Самолет наклонился влево, и сделав круг над городком в несколько улиц, площадей, над малоснежными прибрежными сопками, резко пошел на снижение, моторы сначала утихли, потом, словно передохнув,  взревели, и земля стала стремительно приближаться. Сели лихо и благополучно, моторы, последний раз рявкнув, замолчали, самолет качнулся, застыл и через минуту нам предложили приготовиться к выходу.
По длинному коридору из пластиковых серых плит и черных резиновых гармошек на поворотах, вдыхая сладковатые запахи искусственного покрытия, дезодорантов, моющих средств и просто иной воздух земли ныне заморской мы вышли в огромный холл, одна из стен которого была сплошное стекло от пола до потолка. Перед нами открылась огромная слегка припорошенная снегом бетонная площадь в разноцветных автомобилях, стоящих поближе к нам, за ними – пустое пространство с парой курсирующих снегоуборочных машин, еще дальше одно- и двухэтажные дома перемежались с несколькими зданиями в три-четыре этажа возле которых также были припаркованы машины в большом количестве.

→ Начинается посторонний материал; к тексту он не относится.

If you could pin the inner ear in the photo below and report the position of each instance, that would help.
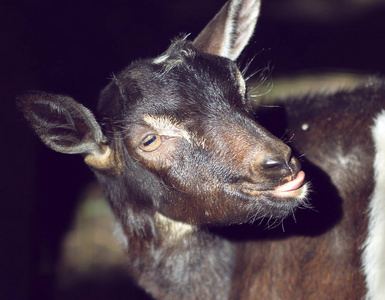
(230, 30)
(66, 126)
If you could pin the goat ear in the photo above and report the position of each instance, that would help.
(230, 30)
(66, 126)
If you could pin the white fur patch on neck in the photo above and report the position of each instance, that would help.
(165, 125)
(374, 252)
(172, 230)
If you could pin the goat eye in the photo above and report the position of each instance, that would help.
(151, 142)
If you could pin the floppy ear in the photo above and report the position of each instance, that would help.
(230, 30)
(66, 126)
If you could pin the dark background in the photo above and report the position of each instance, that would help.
(73, 47)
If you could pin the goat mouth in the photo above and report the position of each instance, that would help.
(292, 185)
(290, 188)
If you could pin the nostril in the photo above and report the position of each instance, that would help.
(273, 163)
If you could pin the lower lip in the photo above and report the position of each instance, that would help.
(293, 184)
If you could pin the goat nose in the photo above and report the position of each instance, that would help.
(274, 163)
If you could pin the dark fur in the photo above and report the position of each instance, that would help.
(224, 176)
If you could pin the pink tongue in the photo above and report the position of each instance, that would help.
(292, 185)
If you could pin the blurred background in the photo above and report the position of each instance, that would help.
(55, 227)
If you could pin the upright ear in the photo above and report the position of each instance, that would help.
(230, 30)
(66, 126)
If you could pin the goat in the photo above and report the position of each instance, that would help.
(184, 164)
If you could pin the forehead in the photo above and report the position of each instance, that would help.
(180, 81)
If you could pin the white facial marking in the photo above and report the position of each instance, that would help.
(161, 59)
(171, 229)
(167, 126)
(242, 83)
(373, 256)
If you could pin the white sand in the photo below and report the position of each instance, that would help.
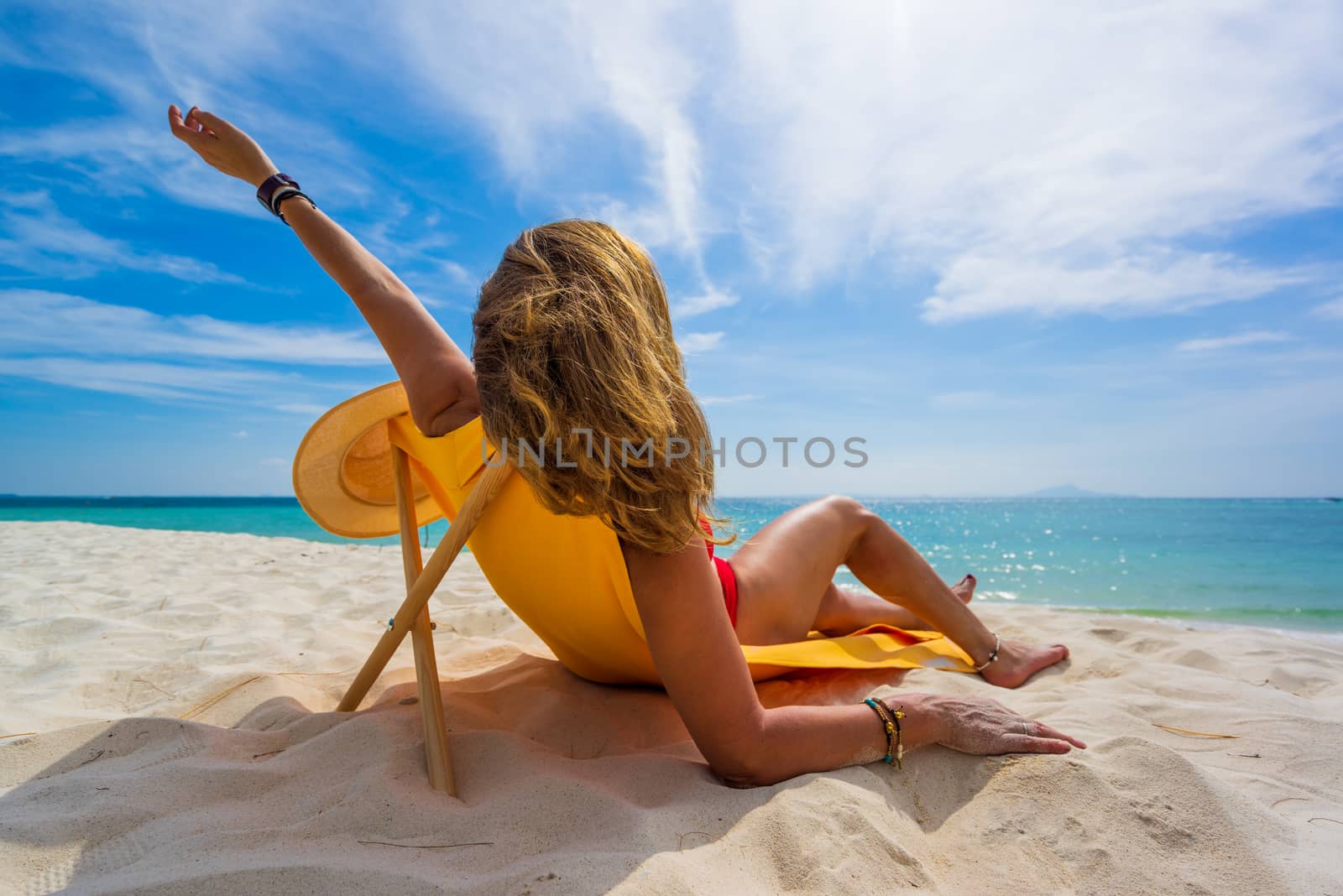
(113, 638)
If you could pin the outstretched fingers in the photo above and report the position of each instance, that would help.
(1047, 732)
(1027, 743)
(180, 129)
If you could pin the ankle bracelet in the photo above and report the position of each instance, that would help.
(991, 656)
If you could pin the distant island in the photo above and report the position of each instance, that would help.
(1069, 491)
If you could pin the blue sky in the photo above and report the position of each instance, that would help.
(1011, 246)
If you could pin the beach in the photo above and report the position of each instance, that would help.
(168, 727)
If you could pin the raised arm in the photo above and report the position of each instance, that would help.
(436, 374)
(700, 662)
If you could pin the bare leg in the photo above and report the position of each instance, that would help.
(785, 575)
(843, 611)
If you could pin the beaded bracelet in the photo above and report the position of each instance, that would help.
(891, 721)
(897, 714)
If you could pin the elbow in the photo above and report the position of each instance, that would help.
(745, 768)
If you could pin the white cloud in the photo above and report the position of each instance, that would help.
(967, 400)
(1027, 157)
(1217, 344)
(144, 378)
(698, 342)
(33, 320)
(304, 409)
(1031, 157)
(705, 302)
(44, 242)
(725, 400)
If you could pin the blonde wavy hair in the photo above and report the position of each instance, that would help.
(572, 337)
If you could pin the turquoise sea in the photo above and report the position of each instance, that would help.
(1249, 561)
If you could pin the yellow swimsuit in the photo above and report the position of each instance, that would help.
(566, 578)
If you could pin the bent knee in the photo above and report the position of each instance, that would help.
(845, 508)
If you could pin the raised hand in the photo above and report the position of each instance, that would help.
(986, 727)
(222, 145)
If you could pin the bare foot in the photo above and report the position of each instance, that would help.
(964, 589)
(1017, 662)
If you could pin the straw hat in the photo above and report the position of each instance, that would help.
(342, 470)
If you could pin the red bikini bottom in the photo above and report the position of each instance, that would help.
(727, 578)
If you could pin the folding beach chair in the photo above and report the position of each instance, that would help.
(364, 471)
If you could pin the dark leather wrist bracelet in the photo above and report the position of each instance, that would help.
(270, 187)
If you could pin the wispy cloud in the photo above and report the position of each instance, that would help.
(700, 342)
(725, 400)
(39, 320)
(917, 157)
(145, 378)
(703, 304)
(1331, 309)
(1240, 340)
(42, 240)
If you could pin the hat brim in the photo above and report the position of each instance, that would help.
(342, 468)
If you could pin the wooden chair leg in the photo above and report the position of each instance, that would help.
(454, 539)
(422, 638)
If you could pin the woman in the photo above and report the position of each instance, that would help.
(572, 329)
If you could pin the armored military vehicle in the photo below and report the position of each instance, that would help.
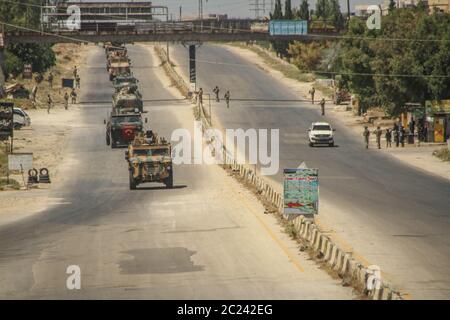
(117, 68)
(126, 81)
(125, 102)
(122, 129)
(149, 160)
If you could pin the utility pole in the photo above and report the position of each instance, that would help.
(348, 9)
(258, 6)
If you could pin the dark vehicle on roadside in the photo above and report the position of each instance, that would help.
(122, 129)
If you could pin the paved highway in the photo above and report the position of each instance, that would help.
(383, 211)
(207, 238)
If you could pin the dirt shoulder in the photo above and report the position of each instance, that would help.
(46, 139)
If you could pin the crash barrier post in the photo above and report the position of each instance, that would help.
(350, 270)
(33, 176)
(44, 176)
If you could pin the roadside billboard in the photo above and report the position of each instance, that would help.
(288, 27)
(301, 191)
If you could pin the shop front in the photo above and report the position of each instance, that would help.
(438, 117)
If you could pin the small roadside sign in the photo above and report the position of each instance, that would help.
(20, 161)
(301, 191)
(67, 83)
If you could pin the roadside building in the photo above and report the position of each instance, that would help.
(438, 119)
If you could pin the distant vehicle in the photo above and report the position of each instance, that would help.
(125, 102)
(125, 81)
(20, 118)
(149, 160)
(321, 133)
(122, 129)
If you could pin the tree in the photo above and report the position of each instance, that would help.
(322, 9)
(304, 10)
(391, 73)
(278, 46)
(335, 14)
(392, 6)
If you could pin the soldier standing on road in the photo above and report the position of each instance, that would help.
(378, 134)
(402, 136)
(322, 106)
(217, 91)
(366, 135)
(66, 101)
(312, 92)
(73, 95)
(200, 96)
(50, 79)
(49, 103)
(396, 135)
(388, 137)
(227, 98)
(78, 82)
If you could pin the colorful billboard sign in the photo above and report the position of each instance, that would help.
(301, 191)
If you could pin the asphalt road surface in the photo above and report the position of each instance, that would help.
(207, 238)
(388, 213)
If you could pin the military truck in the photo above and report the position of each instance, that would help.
(122, 129)
(125, 81)
(117, 68)
(149, 160)
(125, 102)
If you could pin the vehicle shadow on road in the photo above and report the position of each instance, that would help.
(160, 188)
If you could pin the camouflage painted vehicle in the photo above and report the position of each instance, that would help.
(117, 68)
(125, 81)
(122, 129)
(126, 102)
(149, 160)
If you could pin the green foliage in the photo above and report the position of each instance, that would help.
(386, 60)
(288, 14)
(305, 56)
(13, 65)
(303, 13)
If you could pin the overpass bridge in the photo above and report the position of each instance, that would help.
(132, 37)
(212, 31)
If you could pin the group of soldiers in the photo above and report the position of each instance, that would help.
(73, 94)
(216, 91)
(398, 133)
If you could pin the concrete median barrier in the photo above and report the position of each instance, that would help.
(342, 263)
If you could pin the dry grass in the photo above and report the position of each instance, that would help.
(443, 154)
(67, 56)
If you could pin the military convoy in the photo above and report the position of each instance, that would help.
(148, 156)
(149, 160)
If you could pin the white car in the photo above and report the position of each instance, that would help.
(21, 118)
(321, 133)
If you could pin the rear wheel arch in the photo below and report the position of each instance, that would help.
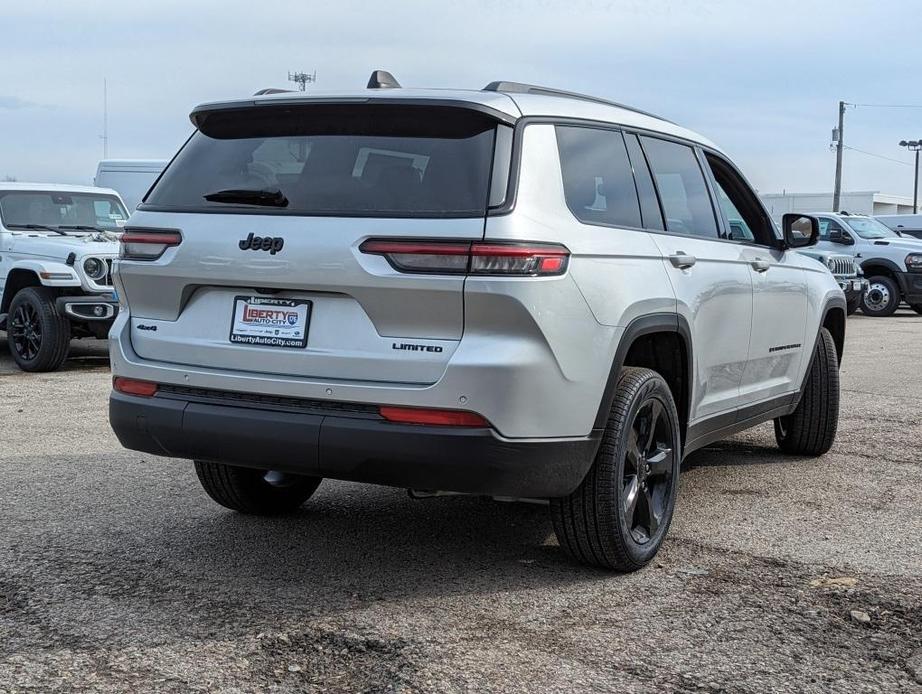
(660, 342)
(834, 317)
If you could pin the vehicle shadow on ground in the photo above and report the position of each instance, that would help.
(83, 355)
(732, 453)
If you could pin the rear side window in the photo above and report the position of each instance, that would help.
(334, 160)
(597, 180)
(682, 190)
(649, 205)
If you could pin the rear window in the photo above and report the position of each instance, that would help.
(334, 160)
(56, 209)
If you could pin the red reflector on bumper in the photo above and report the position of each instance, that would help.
(130, 386)
(416, 415)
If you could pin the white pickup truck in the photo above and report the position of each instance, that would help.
(56, 248)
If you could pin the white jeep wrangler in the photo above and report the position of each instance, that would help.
(56, 249)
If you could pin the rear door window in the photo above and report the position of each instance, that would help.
(682, 188)
(334, 160)
(598, 182)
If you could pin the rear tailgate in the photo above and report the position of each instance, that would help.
(346, 174)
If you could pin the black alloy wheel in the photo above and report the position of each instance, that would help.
(648, 468)
(25, 331)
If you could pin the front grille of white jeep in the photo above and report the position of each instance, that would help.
(842, 265)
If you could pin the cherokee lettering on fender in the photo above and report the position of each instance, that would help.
(273, 244)
(411, 347)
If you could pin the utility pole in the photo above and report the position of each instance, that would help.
(840, 147)
(105, 120)
(302, 79)
(914, 146)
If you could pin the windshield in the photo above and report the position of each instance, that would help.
(353, 160)
(868, 228)
(55, 209)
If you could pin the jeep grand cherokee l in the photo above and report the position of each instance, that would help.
(513, 292)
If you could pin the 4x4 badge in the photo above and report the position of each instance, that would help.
(273, 244)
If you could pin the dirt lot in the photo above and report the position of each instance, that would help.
(118, 574)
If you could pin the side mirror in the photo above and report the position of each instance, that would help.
(838, 236)
(800, 230)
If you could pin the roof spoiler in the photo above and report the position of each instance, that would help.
(272, 90)
(382, 79)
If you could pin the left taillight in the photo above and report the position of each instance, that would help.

Далее – ряды крыш и частоколы столбов, вышка, похожая на телевизионную и над всем этим  нависали сопки, у подножия которых клубилось густое  марево молочного цвета.
Это было до оторопи незнакомо – одно-двухэтажные разноцветные домики, большое количество машин – прямо авторынок какой-то, – редкие фигурки людей в длиннополых куртках с надвинутыми на головы капюшонами, многие ярких, непривычных после российских серо-черных, расцветок. Но с другой стороны – узнаваемые очертания сопок в облаках и проплешинах снега, почти физическое ощущение пронизывающего, хотя по виду и несильного морозного ветра, что не вязалось с киношным образом Америки, солнечной, радостной, беззаботной, в апельсиновых садах, желтеющих прериях,  раскаленных красноватых скалах Великого каньона со скачущими ковбоями и кибитками пионеров на горизонте. Нет, здесь явно было все по другому, с иными действующими лицами, иными ощущениями и желаниями, с иными событиями и результатами,  с иными надеждами и ожиданиями. Да, последние не совсем исполнились, но оставили след, который стереть будет невозможно. “Все-таки Аляска –  это не Америка,” – я был в этом уверен, несмотря на очевидное. – “Она была куплена, ее пытались переформатировать. Внешне, видимо, этого достигли, но внутренне она должна была остаться иной, ведь все-таки православная  вера это не совсем обряды, обычаи и и даже язык, а скорее образ жизни. И значит – другое пространство.”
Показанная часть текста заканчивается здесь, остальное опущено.